Sono i “combattenti stranieri” o “foreign fighters” in inglese. Sono quelle persone che vivono nei Paesi non islamici, soprattutto dell’Unione europea e che lasciano tutto per andare a combattere nei teatri di guerra tra le fila delle milizie jihadiste con il rischio che, una volta tornati da dove sono partiti, possano riportare la guerra di religione. Oggi i combattenti stranieri giocano un ruolo non marginale nel conflitto siriano e, a quanto pare, partono soprattutto da Belgio, Francia, Regno Unito, e Germania. L’Europa, però, sembra essersi accorta troppo tardi di un fenomeno non nuovo. Dal 1980 a oggi si stima che tra i 10mila e i 30mila i “combattenti stranieri” abbiano preso parte ai conflitti del mondo musulmano, e la dimensione del fenomeno è cresciuta con la cosiddetta “Primavera araba”. L’Europa si interroga su come rispondere a questo fenomeno che la espone a rischi per la sicurezza interna. Ma essendo sicurezza e difesa prerogative degli Stati Membri, una vera e propria strategia comune ancora non c’è. Un rapporto del Parlamento europeo fa il punto della situazione analizzando la situazione partendo dalle singole risposte nazionali. Come hanno risposto e come stanno rispondendo i governi in Europa? Ecco il quadro del Parlamento europeo:
Belgio: il regno ha una serie di norme penali che coprono una seria di reati legati ad attività terroristiche. Partecipazione a gruppi od organizzazioni terroristiche, incitamento ad atti terroristici, apologia del terrorismo, recrutamento di terrorismo e addestramento sono tutte pratiche punibili a livello penale. Ultimamente il Belgio ha esteso le conseguenze penali anche a chi riceve addestramenti per operazioni terroristiche. A seguito delle operazioni condotte a Verviers lo scorso 15 gennaio, il governo ha proposto una nuova legge antiterrorismo. Dodici le nuove misure proposte: si prevedono un aumento delle misure di ritiro della cittadinaza, il ritiro temporaneo della carte di identità, ritiro o mancata emissione del passaporto, la lotta al radicalismo religioso in carcere, il congelamento dei beni dei soggetti che finanziano attività terroristiche, possibilità di delegare all’esercito alcune missioni di sorveglianza. I poteri locali hanno il potere di annullare la residenza e, di conseguenza, l’accesso al sistema di welfare per tutti quelli che hanno fatto viaggi in Siria.

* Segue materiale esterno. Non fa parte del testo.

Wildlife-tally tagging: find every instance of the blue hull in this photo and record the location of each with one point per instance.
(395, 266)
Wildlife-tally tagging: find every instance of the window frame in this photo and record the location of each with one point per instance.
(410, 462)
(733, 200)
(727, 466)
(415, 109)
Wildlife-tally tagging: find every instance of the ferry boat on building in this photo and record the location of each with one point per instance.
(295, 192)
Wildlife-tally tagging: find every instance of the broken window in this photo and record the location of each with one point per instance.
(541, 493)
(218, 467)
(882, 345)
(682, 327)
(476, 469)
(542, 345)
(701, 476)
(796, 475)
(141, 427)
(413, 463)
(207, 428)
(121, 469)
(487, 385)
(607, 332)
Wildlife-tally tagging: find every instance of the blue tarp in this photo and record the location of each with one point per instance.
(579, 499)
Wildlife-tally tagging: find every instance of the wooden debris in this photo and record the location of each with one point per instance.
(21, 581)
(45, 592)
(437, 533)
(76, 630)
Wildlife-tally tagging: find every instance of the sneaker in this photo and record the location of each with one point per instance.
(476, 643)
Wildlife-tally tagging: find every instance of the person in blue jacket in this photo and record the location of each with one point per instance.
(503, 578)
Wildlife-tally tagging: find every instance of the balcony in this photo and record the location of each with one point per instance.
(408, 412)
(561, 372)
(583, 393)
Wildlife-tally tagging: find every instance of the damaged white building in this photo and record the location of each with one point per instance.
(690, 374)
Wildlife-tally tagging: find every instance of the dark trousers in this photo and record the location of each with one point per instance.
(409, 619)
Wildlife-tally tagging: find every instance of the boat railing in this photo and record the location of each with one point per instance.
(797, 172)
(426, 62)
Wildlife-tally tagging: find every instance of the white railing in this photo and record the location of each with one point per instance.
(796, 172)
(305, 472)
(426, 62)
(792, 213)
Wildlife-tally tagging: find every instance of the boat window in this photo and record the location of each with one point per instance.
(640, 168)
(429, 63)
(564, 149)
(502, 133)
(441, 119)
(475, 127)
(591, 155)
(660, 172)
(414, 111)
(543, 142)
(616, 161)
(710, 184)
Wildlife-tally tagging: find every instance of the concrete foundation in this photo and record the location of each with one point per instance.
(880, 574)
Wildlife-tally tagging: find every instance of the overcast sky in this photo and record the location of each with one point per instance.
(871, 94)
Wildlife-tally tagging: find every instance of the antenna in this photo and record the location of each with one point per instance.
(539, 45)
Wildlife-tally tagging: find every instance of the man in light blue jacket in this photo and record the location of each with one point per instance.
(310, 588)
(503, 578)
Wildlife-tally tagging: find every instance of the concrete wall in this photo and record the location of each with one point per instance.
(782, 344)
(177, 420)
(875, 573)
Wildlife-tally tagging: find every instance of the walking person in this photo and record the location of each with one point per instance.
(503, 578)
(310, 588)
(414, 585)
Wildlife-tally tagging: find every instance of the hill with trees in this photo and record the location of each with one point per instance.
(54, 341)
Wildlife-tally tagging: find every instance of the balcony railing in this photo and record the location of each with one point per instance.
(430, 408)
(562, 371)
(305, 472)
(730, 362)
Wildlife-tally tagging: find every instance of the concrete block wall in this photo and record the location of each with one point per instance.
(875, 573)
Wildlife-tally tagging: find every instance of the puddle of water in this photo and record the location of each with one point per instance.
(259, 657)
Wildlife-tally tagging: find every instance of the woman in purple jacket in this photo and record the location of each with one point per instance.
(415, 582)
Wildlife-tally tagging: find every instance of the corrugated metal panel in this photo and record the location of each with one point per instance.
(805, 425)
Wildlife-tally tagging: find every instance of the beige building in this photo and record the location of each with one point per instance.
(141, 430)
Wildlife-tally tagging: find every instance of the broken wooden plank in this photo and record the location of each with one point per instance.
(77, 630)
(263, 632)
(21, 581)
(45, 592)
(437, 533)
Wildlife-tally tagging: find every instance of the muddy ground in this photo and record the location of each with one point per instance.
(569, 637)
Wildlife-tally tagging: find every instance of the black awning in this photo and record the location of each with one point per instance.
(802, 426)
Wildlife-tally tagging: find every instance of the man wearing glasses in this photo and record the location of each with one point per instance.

Danimarca: prevista la possibilità di sequestro dei documenti di viaggio (carta di identità, passaporti, visti) per tutte le persone di nazionalità danesi e tutti i cittadini dell’Ue sospettati di partecipazione ad attività jihadista. Per gli extracomunitari previsto il ritiro della residenza, il divieto di lasciare il Paese per motivi di sicurezza o il divieto d’ingresso. Prevista la possibilità di confisca dei passaporti anche ai minori. Per i combattenti stranieri che intendono fare ritorno, il governo offre speciali programma di re-inserimento: vengono offerte cure medico-sanitarie e un lavoro, così da favorire l’integrazione. Le persone suddette restano però segnalate alle autorità e alle forze dell’ordine e tenute sotto controllo.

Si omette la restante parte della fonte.